Another thought, based on a study published in 2001, links breast cancer and antiperspirants because a large percentage (about 50%) of breast cancers develop in the upper outer quadrant of the breast, which is also the area that is closest to the application of antiperspirants. 

Breast cancer isn’t the only disease that’s been pegged to the use of aluminum-containing antiperspirants. While not as commonly discussed, very small studies have found potential but still inconclusive links to Alzheimer's disease. 

Science says no

“It’s a total myth,” says Dr. Deborah Axelrod, a board-certified surgeon who specializes in breast disease and cancer at NYC Langone in New York City. “There’s no sound scientific evidence to support any of these theories, so they are myths.” 

In particular, Dr. Axelrod says the theory that antiperspirant placement is related to the area of most breast cancer development is flawed.  

“Most of your breast tissue is in the upper, outer quadrant. Where are most things going to occur? Where you have the most tissue… So that is totally false,” she says. 

Dr. Axelrod isn’t alone in her opinion, either. 

According to the National Institute of Cancer’s page “Common Cancer Myths and Misconceptions,” (a statement that speaks for itself) there is no clear epidemiological evidence that links the use of antiperspirants to the formation or development of breast cancer.

On top of that, the American Cancer Society has an entire webpage dedicated to myth-busting the antiperspirant/breast cancer argument. 

Why the bad reputation?

So, if science continuously says no (until further sound evidence is made available), why do antiperspirants have such a bad rep? 

For starters, the rumor mill is hard to beat, but it could also be due to a lack of general understanding about what makes a sound scientific study. For example: Was there a control group? How large was the study? Did the study begin before diseases were diagnosed, or after? What else were these women exposed to?

It could also be due to the fact that the FDA hasn’t updated cosmetics regulations in over 80 years, resulting in understandable feelings of distrust and concern by many. 

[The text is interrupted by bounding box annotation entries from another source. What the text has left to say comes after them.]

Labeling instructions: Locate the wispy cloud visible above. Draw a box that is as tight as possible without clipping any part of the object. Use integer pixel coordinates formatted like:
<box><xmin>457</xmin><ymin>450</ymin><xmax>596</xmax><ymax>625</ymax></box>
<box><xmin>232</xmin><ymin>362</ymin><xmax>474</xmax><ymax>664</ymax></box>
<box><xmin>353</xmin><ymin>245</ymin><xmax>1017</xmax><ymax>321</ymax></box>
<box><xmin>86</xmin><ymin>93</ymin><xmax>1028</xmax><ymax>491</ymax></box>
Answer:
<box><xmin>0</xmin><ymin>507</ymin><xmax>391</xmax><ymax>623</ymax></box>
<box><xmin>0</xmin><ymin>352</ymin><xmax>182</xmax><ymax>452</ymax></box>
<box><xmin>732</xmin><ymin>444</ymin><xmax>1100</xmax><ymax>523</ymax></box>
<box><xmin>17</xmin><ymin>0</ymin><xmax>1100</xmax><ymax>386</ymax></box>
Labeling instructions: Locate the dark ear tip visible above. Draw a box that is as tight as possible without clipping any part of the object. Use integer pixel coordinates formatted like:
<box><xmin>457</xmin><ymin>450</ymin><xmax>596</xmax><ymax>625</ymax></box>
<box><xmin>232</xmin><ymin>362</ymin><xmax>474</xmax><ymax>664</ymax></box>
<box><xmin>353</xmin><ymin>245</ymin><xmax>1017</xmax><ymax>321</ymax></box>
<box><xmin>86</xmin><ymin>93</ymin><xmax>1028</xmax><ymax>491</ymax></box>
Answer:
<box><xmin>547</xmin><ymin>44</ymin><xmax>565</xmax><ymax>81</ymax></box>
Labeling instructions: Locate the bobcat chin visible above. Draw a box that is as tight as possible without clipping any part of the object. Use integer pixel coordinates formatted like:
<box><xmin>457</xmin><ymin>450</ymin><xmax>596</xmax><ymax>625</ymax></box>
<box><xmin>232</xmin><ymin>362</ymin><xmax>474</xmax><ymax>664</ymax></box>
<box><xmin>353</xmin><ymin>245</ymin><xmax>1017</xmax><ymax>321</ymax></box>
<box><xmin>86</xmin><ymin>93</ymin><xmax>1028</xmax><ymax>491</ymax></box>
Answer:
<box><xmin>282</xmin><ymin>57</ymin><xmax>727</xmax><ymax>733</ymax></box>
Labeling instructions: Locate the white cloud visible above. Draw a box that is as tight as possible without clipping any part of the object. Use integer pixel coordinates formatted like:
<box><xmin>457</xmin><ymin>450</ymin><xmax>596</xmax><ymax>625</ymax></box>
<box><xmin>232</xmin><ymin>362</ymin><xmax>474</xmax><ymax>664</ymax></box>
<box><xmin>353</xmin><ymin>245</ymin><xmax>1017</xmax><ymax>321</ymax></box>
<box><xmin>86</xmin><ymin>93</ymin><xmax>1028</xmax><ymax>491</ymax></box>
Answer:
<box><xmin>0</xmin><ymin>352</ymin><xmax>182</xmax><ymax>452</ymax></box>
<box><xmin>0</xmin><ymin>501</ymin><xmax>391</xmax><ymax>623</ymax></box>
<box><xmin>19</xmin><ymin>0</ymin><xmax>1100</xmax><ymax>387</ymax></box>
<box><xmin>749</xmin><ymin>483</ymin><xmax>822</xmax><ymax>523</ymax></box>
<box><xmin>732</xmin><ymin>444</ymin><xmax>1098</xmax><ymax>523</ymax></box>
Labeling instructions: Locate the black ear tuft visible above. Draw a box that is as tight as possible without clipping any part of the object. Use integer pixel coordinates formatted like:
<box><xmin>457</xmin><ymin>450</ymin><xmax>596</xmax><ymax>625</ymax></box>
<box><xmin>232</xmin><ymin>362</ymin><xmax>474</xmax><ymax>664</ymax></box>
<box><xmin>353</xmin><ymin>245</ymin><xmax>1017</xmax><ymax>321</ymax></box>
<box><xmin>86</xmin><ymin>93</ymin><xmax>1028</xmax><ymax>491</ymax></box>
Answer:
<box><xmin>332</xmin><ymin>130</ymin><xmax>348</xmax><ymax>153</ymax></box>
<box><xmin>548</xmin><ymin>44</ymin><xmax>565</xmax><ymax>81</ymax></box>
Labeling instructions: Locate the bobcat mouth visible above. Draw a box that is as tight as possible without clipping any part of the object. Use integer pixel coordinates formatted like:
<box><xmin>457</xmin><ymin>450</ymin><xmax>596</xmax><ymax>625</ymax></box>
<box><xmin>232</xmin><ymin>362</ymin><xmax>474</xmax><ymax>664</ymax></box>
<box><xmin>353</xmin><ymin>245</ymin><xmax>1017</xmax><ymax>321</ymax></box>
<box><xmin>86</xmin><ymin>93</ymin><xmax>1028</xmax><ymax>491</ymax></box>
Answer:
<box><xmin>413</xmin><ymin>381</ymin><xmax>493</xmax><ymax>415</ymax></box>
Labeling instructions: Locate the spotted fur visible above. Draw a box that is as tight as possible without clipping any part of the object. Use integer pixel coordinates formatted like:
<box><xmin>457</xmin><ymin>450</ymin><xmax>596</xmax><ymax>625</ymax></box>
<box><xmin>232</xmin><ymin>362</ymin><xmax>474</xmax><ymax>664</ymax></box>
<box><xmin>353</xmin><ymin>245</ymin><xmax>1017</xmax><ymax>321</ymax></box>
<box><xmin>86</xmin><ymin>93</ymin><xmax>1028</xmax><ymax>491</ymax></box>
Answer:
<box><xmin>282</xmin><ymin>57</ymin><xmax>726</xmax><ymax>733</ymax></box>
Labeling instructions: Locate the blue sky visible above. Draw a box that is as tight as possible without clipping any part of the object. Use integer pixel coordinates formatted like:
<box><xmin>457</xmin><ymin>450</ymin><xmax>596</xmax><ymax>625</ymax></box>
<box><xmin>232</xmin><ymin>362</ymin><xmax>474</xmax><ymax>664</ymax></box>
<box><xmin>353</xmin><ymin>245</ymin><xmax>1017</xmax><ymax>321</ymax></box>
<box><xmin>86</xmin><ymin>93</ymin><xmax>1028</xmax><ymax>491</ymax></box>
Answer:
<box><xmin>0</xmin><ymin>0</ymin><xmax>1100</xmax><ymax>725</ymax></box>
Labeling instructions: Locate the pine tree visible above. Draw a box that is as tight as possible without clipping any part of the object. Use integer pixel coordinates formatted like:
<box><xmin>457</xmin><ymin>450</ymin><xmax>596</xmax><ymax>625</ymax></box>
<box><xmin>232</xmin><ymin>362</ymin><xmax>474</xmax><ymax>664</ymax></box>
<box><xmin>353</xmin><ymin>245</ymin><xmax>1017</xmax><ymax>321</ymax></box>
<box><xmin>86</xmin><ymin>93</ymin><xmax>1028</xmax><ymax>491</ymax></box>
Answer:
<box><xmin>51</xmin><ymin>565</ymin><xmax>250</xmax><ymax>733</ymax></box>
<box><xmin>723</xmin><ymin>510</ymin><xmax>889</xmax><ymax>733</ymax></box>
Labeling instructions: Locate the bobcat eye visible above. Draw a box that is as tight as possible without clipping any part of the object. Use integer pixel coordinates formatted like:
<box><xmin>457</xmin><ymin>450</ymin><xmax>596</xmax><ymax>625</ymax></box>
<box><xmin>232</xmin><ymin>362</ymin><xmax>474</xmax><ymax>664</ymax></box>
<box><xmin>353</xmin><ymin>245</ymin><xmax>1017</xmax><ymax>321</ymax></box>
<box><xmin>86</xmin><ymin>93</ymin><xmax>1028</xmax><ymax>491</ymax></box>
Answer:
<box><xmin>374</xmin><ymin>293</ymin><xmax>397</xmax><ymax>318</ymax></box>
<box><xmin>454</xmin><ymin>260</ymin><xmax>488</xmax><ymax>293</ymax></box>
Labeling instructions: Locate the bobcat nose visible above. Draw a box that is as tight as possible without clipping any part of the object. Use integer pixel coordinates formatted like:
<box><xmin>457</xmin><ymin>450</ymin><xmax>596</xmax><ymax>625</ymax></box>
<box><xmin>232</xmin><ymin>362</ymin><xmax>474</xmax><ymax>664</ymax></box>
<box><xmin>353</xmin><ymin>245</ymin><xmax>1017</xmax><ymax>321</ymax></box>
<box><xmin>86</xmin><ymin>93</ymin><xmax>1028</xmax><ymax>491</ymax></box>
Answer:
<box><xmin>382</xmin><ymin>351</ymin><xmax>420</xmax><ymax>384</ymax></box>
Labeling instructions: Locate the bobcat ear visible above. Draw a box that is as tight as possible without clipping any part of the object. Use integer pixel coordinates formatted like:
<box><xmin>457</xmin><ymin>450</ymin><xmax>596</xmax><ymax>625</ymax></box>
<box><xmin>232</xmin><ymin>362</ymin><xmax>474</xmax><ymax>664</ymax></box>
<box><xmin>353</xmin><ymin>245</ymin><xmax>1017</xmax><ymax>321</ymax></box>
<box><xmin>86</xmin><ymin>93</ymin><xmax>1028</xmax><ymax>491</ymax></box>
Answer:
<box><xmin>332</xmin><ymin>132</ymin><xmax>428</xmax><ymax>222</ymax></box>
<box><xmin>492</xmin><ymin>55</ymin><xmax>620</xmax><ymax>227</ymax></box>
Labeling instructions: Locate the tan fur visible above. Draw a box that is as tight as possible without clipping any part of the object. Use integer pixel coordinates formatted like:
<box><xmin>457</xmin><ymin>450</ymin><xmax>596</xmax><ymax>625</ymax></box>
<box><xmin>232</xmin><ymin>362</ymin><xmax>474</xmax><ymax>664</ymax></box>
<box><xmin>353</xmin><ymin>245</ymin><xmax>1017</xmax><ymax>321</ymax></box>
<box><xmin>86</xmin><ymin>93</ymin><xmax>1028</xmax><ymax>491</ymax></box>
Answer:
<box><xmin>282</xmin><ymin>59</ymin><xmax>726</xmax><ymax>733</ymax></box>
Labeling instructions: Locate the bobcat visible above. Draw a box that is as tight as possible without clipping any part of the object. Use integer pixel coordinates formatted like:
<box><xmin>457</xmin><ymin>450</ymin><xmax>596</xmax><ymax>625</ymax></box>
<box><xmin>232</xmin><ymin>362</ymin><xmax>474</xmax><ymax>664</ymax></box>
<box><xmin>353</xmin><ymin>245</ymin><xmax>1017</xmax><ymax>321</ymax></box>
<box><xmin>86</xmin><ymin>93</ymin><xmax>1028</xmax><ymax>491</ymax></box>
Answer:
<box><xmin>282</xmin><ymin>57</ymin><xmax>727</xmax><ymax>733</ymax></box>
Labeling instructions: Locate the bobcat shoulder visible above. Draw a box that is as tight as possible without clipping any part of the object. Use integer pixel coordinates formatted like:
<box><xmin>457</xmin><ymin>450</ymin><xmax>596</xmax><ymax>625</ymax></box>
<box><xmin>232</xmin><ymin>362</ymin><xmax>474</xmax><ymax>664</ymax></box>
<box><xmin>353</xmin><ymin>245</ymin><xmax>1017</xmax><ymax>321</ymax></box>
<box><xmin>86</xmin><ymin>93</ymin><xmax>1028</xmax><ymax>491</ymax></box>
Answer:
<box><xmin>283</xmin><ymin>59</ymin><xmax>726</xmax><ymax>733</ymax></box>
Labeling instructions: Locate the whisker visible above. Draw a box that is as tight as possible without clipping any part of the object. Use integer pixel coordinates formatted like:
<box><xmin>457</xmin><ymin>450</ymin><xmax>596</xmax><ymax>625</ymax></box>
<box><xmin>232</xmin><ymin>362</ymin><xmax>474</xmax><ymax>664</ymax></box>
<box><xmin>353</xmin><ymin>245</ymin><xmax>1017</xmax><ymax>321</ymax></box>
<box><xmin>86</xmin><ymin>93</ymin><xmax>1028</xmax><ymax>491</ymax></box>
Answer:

While Dr. Joshua Zeichner, the Director of Cosmetic and Clinical Research in Dermatology at Mount Sinai Hospital in New York City, agrees there’s no sound data that supports the “Breast Cancer x Aluminum” argument, he does say that, for some, conventional antiperspirants might be a cause of irritation.

“Some people development redness or inflammation in the skin under the arms from antiperspirants. If that happens, you can stick to an antiperspirant with a lower concentration of the aluminum salt to minimize irritation.” 

So, is switching to natural deodorant better for you?

Based on what medical professionals say, not necessarily. However, Dr. Axelrod says you don’t have to wait for something to be deemed unsafe to find an option you personally feel better about. 

If you want to take a precautionary measure, make the effort to switch over to natural deodorants. Luckily, there’s a few that we love.

Our favorite natural deodorants

Schmidt’s Natural Deodorant, $11

Available in 11 different scents, Schmidt’s waxy formula is one of the more popular natural deodorant options out there — and can be found at your local Target. While Schmidt’s neutralizes odor well, it is made with baking soda, which can be irritating to some. 

Ursa Major, $18

Ursa Major Natural Deodorant comes in a few subtle and refreshing scents, but the brand also makes an unscented deodorant, which is a unique find in the natural category. The baking soda-free formula utilizes ingredients like hops to control odor and kaolin clay to absorb wetness. 

Native, $12

Another popular drugstore option, Native formulates deodorant options for men and women, in classic scents like Coconut & Vanilla and Cucumber & Mint, as well as seasonal options like Rosé and Water Lily & Orchid. For those concerned with the “fragrance” in the label, the brand claims it is a term used for a proprietary blend of oils.